Springer schränkt Online-Zugang ein

Wie uns EBSCO heute mitteilte, gewährt der Springer Verlag ab 2005 in der Bezugsvariante Print inkl. Free online nur noch Zugriff für den laufenden Jahrgang 2005. Dies gilt auch für Kluwer (hat tatsächlich noch eine Website, aber Journals nur noch bis zum 3.1.2005). Irgendwie kommt mir das Modell doch bekannt vor – erinnert das nicht an Elsevier’s Web-Editions? Ist ja schon fast langweilig, wie Springer Elsevier alles nachmacht. Alle Backfiles bis einschliesslich Jahrgang 1997 kosten einen Aufschlag von 20% auf den Print inkl. Free online Preis. Hier verlangt Elsevier 25% und bietet nur 5 Jahre rückwärts an. Auf der Springer Website Für Bibliothekare / Online-Zugang für institutionelle Nutzer ist zu den Konditionsänderungen nichts zu finden.

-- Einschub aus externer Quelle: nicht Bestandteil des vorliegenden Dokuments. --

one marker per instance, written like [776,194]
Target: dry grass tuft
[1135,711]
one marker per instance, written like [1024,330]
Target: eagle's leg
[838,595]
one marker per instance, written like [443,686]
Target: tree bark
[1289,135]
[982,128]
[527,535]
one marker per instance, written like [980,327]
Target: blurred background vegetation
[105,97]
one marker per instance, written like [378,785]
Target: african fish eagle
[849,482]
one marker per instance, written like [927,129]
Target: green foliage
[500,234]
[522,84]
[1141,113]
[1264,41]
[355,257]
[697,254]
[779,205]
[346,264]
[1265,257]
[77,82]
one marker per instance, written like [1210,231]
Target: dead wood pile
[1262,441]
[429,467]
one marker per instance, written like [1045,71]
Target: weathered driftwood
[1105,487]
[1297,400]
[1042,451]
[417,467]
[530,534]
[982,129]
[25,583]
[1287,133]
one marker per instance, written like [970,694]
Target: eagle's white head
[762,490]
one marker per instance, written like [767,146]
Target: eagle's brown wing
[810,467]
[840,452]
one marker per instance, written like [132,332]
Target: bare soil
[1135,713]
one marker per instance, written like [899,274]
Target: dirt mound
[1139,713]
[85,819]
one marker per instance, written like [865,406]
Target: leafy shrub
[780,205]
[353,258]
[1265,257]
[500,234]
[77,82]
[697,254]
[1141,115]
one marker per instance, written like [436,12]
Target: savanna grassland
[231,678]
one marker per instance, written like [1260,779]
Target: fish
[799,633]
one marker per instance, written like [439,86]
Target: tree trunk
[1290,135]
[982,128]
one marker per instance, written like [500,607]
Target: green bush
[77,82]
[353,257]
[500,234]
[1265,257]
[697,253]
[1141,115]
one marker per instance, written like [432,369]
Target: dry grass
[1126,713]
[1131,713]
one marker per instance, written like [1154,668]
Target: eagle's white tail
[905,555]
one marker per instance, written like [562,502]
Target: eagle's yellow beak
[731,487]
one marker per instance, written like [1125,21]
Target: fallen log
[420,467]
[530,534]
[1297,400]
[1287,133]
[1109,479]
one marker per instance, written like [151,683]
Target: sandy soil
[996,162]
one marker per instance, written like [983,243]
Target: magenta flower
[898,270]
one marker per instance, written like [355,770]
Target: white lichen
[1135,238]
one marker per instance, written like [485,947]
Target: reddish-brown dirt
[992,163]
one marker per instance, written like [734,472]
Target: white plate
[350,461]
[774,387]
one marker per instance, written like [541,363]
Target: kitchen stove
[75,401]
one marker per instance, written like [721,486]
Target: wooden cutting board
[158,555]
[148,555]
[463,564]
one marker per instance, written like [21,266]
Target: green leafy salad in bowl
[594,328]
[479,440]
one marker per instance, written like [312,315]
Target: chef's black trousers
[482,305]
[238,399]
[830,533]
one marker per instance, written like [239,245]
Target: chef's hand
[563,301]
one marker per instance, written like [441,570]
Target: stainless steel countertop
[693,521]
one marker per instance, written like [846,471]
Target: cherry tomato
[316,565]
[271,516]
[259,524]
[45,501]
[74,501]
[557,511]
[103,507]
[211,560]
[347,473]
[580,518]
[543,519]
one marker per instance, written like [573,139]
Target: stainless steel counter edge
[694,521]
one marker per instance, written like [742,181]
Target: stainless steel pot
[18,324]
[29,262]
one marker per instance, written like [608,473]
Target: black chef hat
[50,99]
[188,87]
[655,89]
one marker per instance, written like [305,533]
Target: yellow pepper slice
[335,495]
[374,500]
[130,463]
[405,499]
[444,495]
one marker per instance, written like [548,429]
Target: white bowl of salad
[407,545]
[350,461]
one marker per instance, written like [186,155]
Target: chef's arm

WIPO nun stärker für Open Access ?

Wie berichtet, wurden auf der kürzlichen Vollversammlung der WIPO zwei Proposals über die zukünftige Strategie eingereicht. Das Resultat scheint nun ein stärkeres Eintreten für Belange der Entwicklungsländer und ein Aufweichen in bestimmten Fällen von zu striktem Patentschutz (und Copyright?) zu sein. [Weitere Details via Open Access News]

Cochrane Colloquium Ottawa (2)

Bekanntlich ist der Treffer, der bei Google ganz oben steht, nicht immer der Beste. Das Ranking gibt nicht unbedingt Aufschluss ueber die Qualitaet der Information (s.a. medinfo). Im Workshop Judging the scientific quality or accuracy of medical, nursing and consumer web sites wurden einige EbM-Websites vorgestellt, die folgende Kriterien erfuellen sollten:

    Aims, mission statement
    Bibliographic references
    Additional sources of support
    Authorship (evtl. mit Foto)
    Date of updating (copyright date reicht nicht)
    Sponsorship and advertising (viele Seiten haben das nicht)
    Conflicts of interest (fehlt bei vielen websites)
    HONcode (haben nur wenige)

Fazit: Es war keine perfekte Webseite dabei, die alle Kriterien erfuellt.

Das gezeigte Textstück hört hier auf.